As a writer, I’ve never felt too much doubt about the power of words over the years. Of course you have to choose the right words, and specifically the words that will convey what you want to convey to your intended readers, which isn’t easy. But if you can do that, it’s always seemed to me, words won’t let you (or your readers) down.
However, I have in front of me a document which does rather challenge this assumption. It’s a 48-page A5 booklet from the guidance service PensionWise titled “Your pension: it’s time to choose” , and one of its intended pre-retirement age readers is in fact me.
And I can’t get any sense out of it at all. In fact, I can’t be bothered to read beyond about page 8 or so.
This is partly because the writing style is very boring – flat, dull, colourless, utterly lacking in life. But it’s more for another reason: it’s just words. (Well, and a few numbers.) There’s one font and, as far as I can see, three point sizes, and apart from some tinted text panels and tables that’s all there is for 48 pages. No graphics, no pictures, no graphs or charts, no signposts (except the front cover, which does literally show a picture of a signpost) and obviously as a printed booklet no video, audio or music.
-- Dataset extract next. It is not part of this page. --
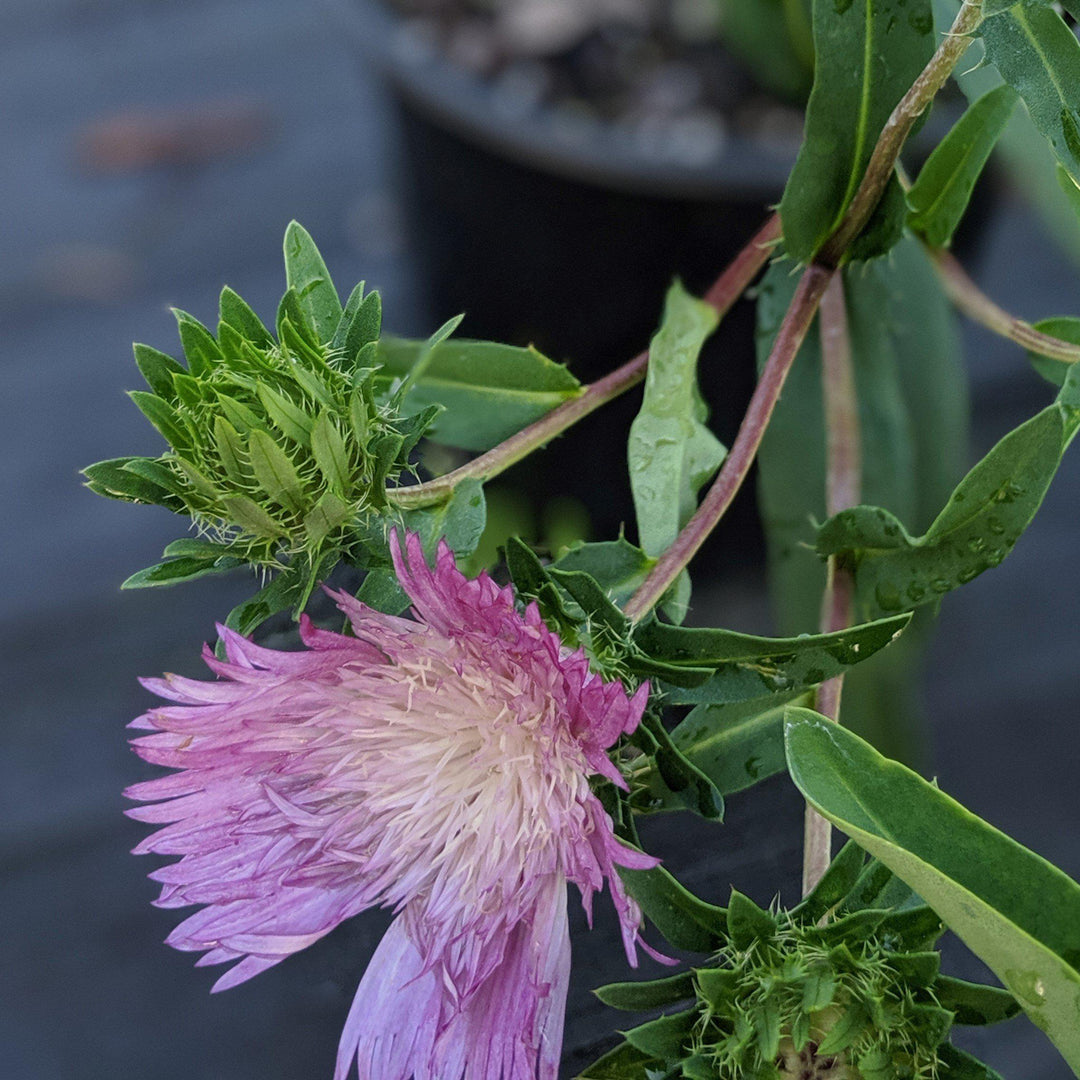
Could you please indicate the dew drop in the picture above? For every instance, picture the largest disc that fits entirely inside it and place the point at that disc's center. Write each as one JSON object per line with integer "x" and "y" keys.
{"x": 888, "y": 597}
What I’ve discovered is that today, you just can’t communicate a subject as detailed, lengthy and boring as this when the only tools in your communications toolbox are one font, three point sizes, some tinted panels and something between 15 and 20,000 words. Yes, the subject is important, and yes it’s of personal interest. But, even so, it’s just too boring.
And if I’m saying that, as an avid reader and as someone whose understanding of pensions (though pitiful by expert standards) is at least ten times better than average, then so are an awful lot of other people.
So, note to self: you just can’t communicate with nothing but words any more. Which, a million or so words into this blog, must be a worry.